Member of the House of Lords
- Lord Temporal
- Life peerage 11 July 1975 – 12 August 2009

Personal details
- Born: John Gregson 29 January 1924 Bradford, Manchester, England
- Died: 12 August 2009 (aged 85)

= John Gregson, Baron Gregson =

British politician (1924–2009)

John Gregson, Baron Gregson (29 January 1924 - 12 August 2009) was a British politician, and a member of the Labour Party.

==Life==
Born John Gregson in 1924 in the Bradford district of Manchester, in the shadow of the Crossley Motor car company where his father worked, John grew up in Heaton Chapel, at the time a working class suburb of Stockport, close to the National Aircraft Factory Number 2, better known as Faireys.
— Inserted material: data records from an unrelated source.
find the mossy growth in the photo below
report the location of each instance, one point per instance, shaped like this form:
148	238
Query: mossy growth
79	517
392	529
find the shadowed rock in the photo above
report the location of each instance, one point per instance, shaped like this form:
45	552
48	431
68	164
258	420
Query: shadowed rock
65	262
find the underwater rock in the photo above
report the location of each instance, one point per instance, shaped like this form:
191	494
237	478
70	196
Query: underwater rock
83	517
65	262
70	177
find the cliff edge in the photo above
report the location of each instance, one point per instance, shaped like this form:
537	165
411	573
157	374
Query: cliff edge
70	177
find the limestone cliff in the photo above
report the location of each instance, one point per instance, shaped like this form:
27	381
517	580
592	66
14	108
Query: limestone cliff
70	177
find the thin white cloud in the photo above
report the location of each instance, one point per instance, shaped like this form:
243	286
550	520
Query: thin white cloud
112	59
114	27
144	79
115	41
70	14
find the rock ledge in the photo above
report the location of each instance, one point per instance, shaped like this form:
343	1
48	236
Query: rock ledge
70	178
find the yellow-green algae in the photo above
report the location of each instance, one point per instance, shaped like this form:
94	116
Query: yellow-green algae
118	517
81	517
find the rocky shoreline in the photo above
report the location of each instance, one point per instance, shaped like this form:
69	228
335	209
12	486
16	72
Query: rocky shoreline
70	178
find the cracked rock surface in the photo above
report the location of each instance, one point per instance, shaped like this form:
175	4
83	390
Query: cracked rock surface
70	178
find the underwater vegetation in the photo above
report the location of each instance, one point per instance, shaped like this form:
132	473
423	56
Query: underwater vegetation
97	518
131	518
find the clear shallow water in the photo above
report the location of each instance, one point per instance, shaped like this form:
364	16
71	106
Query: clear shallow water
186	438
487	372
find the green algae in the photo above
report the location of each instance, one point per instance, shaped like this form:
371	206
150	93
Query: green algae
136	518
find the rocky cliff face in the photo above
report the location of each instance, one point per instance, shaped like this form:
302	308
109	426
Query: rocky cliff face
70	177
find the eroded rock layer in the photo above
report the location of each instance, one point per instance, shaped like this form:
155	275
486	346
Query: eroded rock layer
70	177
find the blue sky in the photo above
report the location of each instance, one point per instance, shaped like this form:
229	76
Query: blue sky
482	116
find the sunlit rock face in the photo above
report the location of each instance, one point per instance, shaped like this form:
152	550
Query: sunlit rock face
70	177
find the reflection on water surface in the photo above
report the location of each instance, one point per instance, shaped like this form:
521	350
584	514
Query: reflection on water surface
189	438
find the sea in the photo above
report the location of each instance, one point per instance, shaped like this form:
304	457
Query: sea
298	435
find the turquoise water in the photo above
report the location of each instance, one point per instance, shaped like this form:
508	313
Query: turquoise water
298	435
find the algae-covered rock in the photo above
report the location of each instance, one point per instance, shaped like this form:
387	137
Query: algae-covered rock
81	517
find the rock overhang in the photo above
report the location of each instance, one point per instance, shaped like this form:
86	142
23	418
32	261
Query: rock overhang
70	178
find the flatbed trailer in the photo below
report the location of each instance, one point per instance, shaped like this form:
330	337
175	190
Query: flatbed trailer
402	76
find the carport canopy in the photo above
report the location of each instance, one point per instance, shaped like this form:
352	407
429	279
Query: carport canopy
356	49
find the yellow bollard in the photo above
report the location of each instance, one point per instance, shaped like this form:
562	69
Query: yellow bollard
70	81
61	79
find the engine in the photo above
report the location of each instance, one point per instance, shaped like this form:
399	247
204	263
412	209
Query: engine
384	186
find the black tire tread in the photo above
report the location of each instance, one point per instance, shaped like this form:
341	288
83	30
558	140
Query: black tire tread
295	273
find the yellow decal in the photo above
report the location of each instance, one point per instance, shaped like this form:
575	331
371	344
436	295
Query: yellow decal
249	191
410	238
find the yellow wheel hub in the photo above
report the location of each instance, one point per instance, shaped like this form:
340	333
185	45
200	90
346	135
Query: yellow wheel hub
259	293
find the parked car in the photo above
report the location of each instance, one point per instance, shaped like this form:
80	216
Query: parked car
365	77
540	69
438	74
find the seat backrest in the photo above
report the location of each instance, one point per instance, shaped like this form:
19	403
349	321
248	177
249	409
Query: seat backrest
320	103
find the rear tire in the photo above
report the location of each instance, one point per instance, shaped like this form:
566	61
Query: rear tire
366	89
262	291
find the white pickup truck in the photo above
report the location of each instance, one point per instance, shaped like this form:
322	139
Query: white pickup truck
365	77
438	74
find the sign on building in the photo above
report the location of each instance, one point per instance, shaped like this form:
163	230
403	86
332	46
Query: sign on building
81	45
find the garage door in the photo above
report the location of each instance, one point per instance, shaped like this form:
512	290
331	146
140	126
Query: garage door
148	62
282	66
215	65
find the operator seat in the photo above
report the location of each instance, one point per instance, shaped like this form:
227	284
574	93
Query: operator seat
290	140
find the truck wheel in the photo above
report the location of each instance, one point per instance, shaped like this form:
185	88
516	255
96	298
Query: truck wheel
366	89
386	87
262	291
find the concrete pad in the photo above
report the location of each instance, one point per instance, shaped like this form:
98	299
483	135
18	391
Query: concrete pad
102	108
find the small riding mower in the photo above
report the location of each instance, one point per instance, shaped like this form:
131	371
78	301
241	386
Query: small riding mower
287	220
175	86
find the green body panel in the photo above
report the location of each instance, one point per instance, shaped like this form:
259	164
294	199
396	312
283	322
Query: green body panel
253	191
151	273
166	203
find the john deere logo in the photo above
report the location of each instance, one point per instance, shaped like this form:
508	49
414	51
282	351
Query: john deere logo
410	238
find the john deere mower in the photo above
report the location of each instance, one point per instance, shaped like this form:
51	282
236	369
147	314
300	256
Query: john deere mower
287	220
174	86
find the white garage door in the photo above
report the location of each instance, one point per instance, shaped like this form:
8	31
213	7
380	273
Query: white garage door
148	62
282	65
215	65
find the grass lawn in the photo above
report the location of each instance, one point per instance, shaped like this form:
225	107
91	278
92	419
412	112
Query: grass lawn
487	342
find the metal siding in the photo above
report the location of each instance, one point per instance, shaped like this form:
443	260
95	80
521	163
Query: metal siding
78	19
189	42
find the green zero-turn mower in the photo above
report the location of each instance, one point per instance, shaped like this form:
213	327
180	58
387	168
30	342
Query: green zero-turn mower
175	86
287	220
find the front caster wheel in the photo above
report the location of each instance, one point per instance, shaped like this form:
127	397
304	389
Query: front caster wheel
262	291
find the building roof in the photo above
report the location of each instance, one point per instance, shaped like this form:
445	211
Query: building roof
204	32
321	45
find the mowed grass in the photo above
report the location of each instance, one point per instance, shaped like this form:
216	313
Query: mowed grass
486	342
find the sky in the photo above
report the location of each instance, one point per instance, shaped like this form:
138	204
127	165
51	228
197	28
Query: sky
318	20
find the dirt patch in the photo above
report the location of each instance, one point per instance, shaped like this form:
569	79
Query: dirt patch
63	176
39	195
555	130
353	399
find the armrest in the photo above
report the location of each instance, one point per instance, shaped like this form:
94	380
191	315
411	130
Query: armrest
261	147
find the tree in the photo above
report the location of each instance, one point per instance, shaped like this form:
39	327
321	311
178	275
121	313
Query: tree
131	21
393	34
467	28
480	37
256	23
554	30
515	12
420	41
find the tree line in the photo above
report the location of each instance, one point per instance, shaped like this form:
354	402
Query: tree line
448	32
Lord Gregson was a scientific industrialist by training who became managing director of Fairey plc after joining the company as a fifteen-year-old school boy.
Lord Gregson was created a life peer 11 July 1975 as Baron Gregson, of Stockport in Greater Manchester. He served as Chairman of the
Science and Technology Select Committee in the House of Lords for many years. He became a Deputy Lieutenant of Greater Manchester in 1979. In 1986 he was elected an Honorary Fellow of the Royal Academy of Engineering. From 1996 he was Treasurer of the Built Environment Group and was Honorary Life President of the Labour Finance and Industry Group.

After a trip to a London bookshop, Lord Gregson tripped and fell which resulted in a broken leg. Following complications he died in hospital on 12 August 2009. He was 85 years of age. Lord Gregson's funeral was held at St George's Church in Stockport with an additional memorial service in the Houses of Parliament in early 2010.